Two years ago I experienced an interesting phenomena. An inexpensive (dare I say, plastic) box fan randomly behaved like a low-volume, flat-sounding AM radio whenever positioned next to a window in my home.
At the time I had already owned my fair share of electronic devices. I was familiar with the FCC part 15 label included with electronics that stated something like: this device must accept interference from, but not interfere with, other electronic sources.
In thirty-something years I never gave that label much thought, that is until the characteristic tone of AM radio emanating from box fan gave me a flashback to age nine, sitting in the orthodontist chair within a converted row-home in Trenton. I can still recall with clarity the bitter taste of impression putty and listening to afternoon call-in programs from a 1950s-era radio positioned next to the window overlooking Quimby Avenue. This was in the late 1980s, by the way, which was in a decade well beyond useful life of the AM band in the opinion of a nine-year-old boy, clearly evidenced by the proliferation of Transformers robots popular of the era.
Back to my box fan. A device with no purpose-built speaker resonating faint audible voices across the room? That got my attention! I suppose it shouldn’t be all that surprising, however, as a speaker and a fan are both devices designed to move air. I chalked this up to cheap electronic components manufactured for pennies on the dollar.
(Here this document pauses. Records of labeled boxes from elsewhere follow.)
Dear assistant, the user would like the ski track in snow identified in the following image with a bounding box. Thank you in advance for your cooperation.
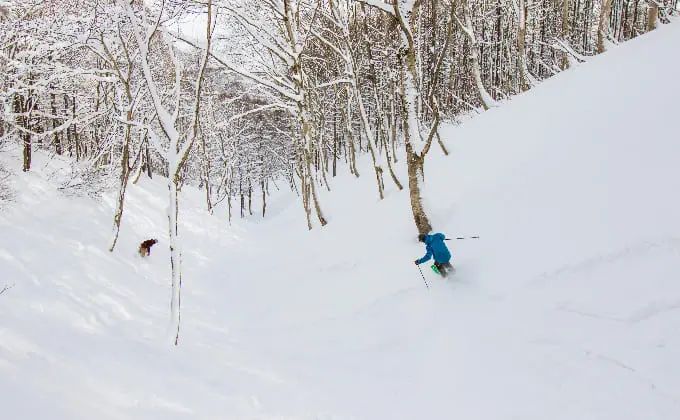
[0,22,680,420]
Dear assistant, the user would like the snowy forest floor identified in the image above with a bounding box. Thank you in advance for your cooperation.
[0,22,680,420]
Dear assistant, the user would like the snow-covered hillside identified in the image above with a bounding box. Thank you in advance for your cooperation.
[0,22,680,420]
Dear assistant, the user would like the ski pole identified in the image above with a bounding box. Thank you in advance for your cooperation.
[444,236,479,241]
[416,264,430,289]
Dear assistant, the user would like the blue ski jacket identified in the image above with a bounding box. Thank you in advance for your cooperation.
[418,233,451,264]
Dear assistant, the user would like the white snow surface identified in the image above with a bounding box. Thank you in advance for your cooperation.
[0,22,680,420]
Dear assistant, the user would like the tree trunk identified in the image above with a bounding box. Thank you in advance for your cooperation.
[648,0,659,32]
[109,110,132,252]
[561,0,570,70]
[597,0,612,54]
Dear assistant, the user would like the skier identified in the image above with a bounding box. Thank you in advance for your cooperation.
[414,233,453,277]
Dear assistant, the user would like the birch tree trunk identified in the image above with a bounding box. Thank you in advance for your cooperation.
[597,0,612,54]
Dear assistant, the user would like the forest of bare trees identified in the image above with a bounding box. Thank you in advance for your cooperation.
[0,0,680,340]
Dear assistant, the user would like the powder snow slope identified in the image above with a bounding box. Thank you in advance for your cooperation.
[0,18,680,420]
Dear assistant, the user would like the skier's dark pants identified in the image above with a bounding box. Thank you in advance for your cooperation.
[434,261,453,277]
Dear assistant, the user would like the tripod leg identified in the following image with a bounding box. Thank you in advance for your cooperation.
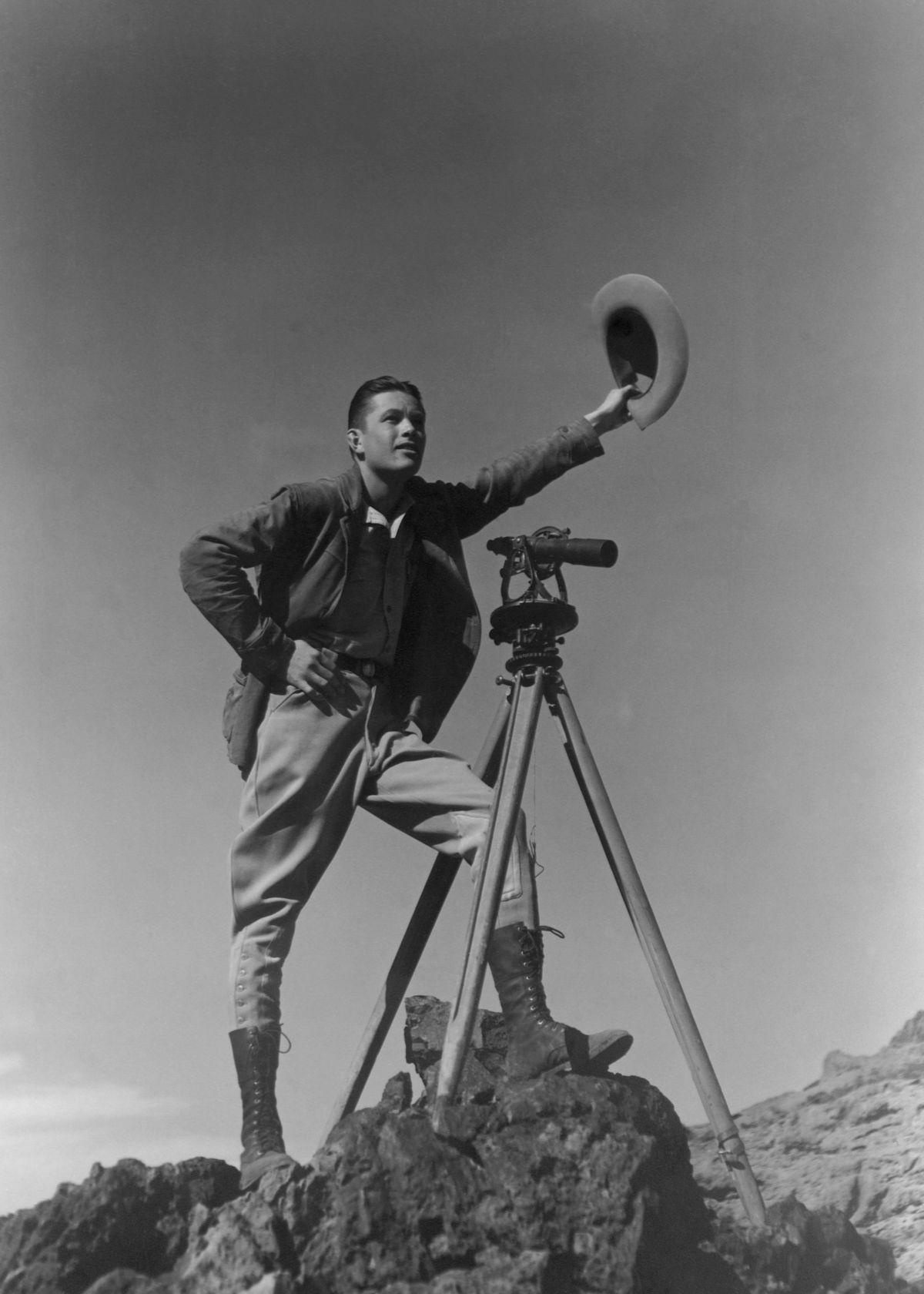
[549,679,766,1227]
[321,696,510,1145]
[432,669,545,1132]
Over the past two years I often caught myself thinking about science, specifically how we are bombarded with particle waves that carry human-embedded signals. I thought about and researched questions like, “What kind of radio waves are surrounding me? How does SiriusXM prevent me from listening to music when my vehicle’s one-year trial membership expired? And how are radio signals encoded and decoded?” This of course led to the ultimate techie question: “How can I build my own radio receiver?”
Via the power of Amazon Kindle, Internet blogs, and YouTube, I inadvertently learned about the amateur radio community and neat homebrew projects like building antennas, receivers, and digital and long-range communication. My journey in amateur radio happened to start by reading Amateur Radio for Dummies by Ward Silver.
What began as casual research has morphed into a hobby.